"Lying in Polperro Bay," answered Timothy, "where we dropped anchor but a half-dozen hours since. Master Whiddon and my Lord Champernoun—Master Gilbert Oglander that was—have come with me into Plymouth, and bade me beseech thee to come with me to the sign of the Crown, where they now are, and where we are presently to sit down to the lordliest banquet mine host can provide. So get thee ready instanter, while that I go within to see my mother and don some goodlier raiment."
"Nay, but I cannot leave my business at this hour of the day," objected Peter.
At which Timothy laughed and said:
"Hark ye, father, and listen to me. Thou hast cropped thy last head of hair and shaven thy last chin. No more work shalt thou do for the rest of thy days. Thou shalt have a coach to drive in, and a lordly mansion to live in, with a tribe of serving people to do thy bidding, and shalt live on the best in the land—"
"Nay, mock me not, boy," cried the barber. "I can ill bear thy jests just now; for of a truth I am deep in debt, and know not how we shall contrive to live without charity beyond another week."
"A truce to your charity," cried Tim. "Hark'ee, father, I am rich. Ay, rich as a king." He plunged his hands into his pockets and scattered many golden coins upon the chair near which he stood. "These be but a few trifles that have slipped into my pockets unawares, and are but a small sample of the Pilgrim's cargo. If more be needed for the nonce, thou hast but to send a cart round to Polperro and get more. But bear this in mind, good my father, thou shalt shut up shop for good and all, and never again shall thine ears be assailed by the snipping of barber's scissors or the fizzling of curling-tongs!"
Now this that Timothy promised did actually come to pass. Nor was Peter Trollope the only one in Plymouth who enjoyed some benefit from the treasures of The Golden Galleon. Every man and boy of the ship's company of the Pilgrim received his proportionate share of the wealth, while Captain Whiddon—without whom Timothy and Gilbert might never have returned to England—received only less than Gilbert and Timothy.

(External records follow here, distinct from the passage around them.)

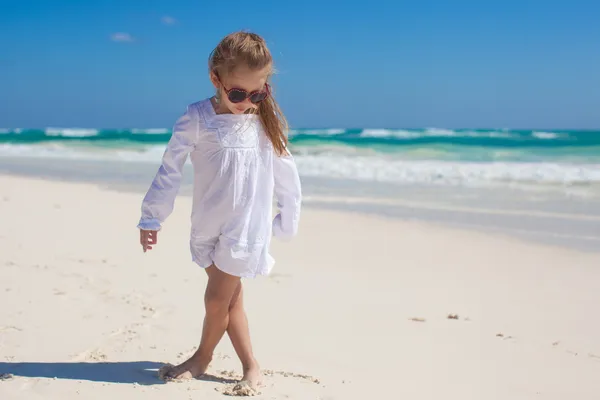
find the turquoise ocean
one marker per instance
(536, 184)
(471, 157)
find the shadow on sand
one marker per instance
(140, 372)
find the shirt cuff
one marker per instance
(149, 224)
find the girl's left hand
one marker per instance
(148, 238)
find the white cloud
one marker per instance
(122, 37)
(168, 20)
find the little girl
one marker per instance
(238, 147)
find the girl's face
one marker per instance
(240, 78)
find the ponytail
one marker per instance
(275, 124)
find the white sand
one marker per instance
(85, 312)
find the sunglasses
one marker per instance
(237, 95)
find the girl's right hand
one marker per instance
(148, 239)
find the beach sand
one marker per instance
(357, 307)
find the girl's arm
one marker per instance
(289, 196)
(160, 198)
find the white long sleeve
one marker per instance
(160, 198)
(289, 196)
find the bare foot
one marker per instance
(192, 368)
(250, 383)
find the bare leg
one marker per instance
(239, 334)
(220, 290)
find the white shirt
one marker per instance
(236, 173)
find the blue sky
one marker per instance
(378, 64)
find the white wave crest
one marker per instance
(431, 132)
(324, 132)
(360, 167)
(150, 131)
(546, 135)
(379, 169)
(71, 132)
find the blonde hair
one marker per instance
(250, 50)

The Pilgrim had not been large enough to hold all the treasure that The Golden Galleon had contained, not even although her very ballast had been jettisoned to make more room. But when she had been loaded with as much as she could safely carry, she had been brought home as quickly as the winds would drive her. What became of the old derelict, whether she sank to the bottom as a consequence of the shots that were fired into her hull by the departing Pilgrim, or whether she remained afloat long enough for yet another ship to board her and take toll of her remaining treasure, Gilbert Oglander and his companions never learned. But, judging by circumstances, it is pretty certain that she sank to the bottom, and that, as Jacob Hartop had expressed it, her treasures went down to the mermaid's halls, where her precious gems might serve to bedeck the mermaid's necks.

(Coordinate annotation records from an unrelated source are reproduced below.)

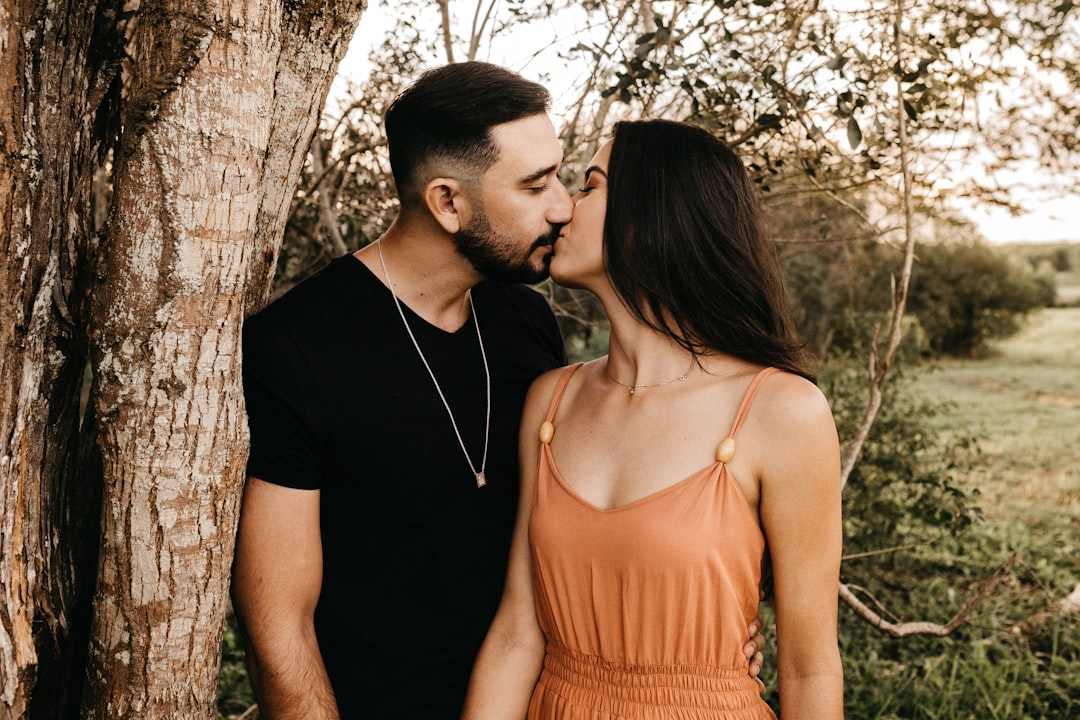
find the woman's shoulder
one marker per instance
(786, 398)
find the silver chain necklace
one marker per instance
(481, 478)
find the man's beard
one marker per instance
(495, 259)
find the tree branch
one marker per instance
(922, 627)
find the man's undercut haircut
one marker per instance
(445, 118)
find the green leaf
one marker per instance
(854, 134)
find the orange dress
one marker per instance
(645, 607)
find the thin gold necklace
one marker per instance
(633, 389)
(481, 478)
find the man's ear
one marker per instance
(446, 201)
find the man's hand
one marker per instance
(754, 649)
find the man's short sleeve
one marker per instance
(278, 394)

It was on the third day after the return of the Pilgrim that Gilbert Oglander—or, as we may now call him, Lord Champernoun—rode along the familiar lanes to Modbury. He had thus delayed his home-coming because he had heard that his mother and Drusilla were still absent. But on this morning Christopher Pym had come to him and told him that they had returned, and were expecting him.
Timothy rode in his company, not now as his squire but as his companion, for it was as companions and loving friends that they were always afterwards to regard each other.